You're holding back your laughter, aren't you? You must really want to laugh, right? You bastards, I curse you to experience the tragedy of feces spraying out of the toilet. I want you to also feel the impact of having your anus exploded. Just wait, this
Absolutely not..."
The editor-in-chief's emotions exploded. Faced with the strange expressions of the newspaper's security and management staff, he couldn't control himself and cursed.
Others quickly understood what had happened, and began to sympathize with the unfortunate editor. They even wanted to go up and give him a hug and a few words of comfort.
etc......
There is no need for hugging and comforting, and there is no need for even getting close.

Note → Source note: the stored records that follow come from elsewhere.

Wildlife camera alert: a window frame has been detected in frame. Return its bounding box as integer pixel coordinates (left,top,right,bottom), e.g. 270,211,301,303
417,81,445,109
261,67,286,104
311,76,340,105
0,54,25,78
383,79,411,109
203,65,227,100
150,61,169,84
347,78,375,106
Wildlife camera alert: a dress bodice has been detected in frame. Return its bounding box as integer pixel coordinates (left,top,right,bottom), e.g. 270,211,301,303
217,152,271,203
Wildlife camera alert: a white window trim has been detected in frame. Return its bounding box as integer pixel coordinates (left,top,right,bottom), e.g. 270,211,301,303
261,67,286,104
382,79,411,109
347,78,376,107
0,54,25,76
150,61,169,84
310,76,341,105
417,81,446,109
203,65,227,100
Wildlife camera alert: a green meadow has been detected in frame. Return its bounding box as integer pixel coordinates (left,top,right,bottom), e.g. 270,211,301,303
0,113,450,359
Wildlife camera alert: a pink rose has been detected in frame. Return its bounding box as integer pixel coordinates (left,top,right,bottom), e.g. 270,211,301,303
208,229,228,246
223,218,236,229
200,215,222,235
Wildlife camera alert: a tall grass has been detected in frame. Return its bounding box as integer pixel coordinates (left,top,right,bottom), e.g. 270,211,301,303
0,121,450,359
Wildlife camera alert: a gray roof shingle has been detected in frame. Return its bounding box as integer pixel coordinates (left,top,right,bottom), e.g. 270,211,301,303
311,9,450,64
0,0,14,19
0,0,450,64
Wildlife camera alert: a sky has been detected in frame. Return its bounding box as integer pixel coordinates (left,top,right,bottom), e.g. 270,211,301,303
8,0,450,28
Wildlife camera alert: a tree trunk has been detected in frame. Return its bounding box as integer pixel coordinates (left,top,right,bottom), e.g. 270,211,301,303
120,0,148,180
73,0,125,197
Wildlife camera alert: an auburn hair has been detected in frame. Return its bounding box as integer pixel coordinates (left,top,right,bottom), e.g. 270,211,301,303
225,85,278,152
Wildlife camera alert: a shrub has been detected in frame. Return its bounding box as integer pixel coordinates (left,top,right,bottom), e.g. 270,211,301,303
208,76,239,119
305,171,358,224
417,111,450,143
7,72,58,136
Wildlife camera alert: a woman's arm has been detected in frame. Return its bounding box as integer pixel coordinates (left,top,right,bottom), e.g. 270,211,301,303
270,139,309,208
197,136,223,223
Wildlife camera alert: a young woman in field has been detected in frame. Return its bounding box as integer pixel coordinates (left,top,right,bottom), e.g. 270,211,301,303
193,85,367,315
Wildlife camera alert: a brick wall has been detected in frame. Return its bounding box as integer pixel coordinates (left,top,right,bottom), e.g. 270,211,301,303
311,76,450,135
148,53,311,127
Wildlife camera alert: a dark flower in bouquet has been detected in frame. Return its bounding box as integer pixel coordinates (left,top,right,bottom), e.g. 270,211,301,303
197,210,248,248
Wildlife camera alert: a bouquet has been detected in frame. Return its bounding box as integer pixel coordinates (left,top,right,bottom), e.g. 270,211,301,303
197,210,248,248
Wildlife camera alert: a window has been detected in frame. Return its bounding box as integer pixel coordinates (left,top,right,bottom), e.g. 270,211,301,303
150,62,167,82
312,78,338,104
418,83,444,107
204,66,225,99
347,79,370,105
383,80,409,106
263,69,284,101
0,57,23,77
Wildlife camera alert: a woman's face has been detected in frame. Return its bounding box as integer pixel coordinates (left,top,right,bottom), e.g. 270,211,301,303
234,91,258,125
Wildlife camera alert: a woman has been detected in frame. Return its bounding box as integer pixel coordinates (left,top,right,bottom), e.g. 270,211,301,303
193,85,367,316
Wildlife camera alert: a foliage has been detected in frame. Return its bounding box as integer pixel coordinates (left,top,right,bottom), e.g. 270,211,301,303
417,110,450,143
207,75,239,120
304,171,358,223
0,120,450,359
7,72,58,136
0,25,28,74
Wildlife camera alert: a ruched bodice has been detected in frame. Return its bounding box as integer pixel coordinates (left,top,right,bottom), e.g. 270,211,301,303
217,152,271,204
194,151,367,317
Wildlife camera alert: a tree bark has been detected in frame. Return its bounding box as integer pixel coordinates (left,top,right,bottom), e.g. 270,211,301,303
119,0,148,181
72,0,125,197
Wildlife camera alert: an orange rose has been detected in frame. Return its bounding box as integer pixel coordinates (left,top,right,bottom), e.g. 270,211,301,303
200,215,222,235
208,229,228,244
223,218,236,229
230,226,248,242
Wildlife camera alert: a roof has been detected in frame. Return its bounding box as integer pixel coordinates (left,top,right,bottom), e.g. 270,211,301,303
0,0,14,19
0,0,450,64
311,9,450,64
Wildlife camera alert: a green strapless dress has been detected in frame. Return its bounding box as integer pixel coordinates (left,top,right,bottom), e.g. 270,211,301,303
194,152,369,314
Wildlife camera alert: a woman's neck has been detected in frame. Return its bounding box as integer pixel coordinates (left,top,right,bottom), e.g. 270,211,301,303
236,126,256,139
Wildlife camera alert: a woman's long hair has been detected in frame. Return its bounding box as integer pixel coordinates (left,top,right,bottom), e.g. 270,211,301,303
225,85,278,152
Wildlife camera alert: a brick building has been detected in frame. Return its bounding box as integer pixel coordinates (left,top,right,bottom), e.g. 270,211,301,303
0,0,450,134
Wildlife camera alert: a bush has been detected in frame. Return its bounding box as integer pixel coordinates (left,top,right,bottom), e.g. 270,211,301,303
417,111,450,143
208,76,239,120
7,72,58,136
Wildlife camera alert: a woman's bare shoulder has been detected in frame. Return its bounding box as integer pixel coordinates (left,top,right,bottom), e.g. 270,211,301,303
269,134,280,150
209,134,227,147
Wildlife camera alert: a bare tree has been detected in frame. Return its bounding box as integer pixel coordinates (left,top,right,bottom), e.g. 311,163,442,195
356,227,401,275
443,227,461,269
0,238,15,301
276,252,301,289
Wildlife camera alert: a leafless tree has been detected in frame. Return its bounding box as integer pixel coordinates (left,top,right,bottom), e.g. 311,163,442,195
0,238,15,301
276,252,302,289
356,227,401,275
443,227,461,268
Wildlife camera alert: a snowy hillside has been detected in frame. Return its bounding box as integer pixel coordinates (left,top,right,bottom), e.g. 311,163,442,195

Bratton took a few steps forward while scolding him. But every time he took a step, the others took two steps back and loudly begged the editor-in-chief to calm down.
This is both shit and urine. It’s terrible. It’s more courageous than Guan Gong riding a red rabbit horse!
At this moment, there was another gurgling sound on the ceiling of the office, as if something was surging rapidly in the pipes.
Bratton immediately shouted excitedly, "Listen, it's this sound. It's coming, it's coming again, it's coming with a stronger attitude. Just wait and see."
Everyone in the big office changed their expressions when they heard this, and turned around and ran away.
Then there was a bang, as if a stuck piston was pushed open.
An even stronger stream of shit spurted out from the bathroom in Bratton's editor-in-chief's office. It burst open the bathroom door, penetrated the ceiling of the office, and crossed the barrier of the blinds...
That yellow, white, black, indescribable, indescribable, indescribable thing is here again. It’s flooding Editor-in-Chief Bratton’s head again!
It’s over, I’m done playing!
This Christmas Eve, no one will be safe.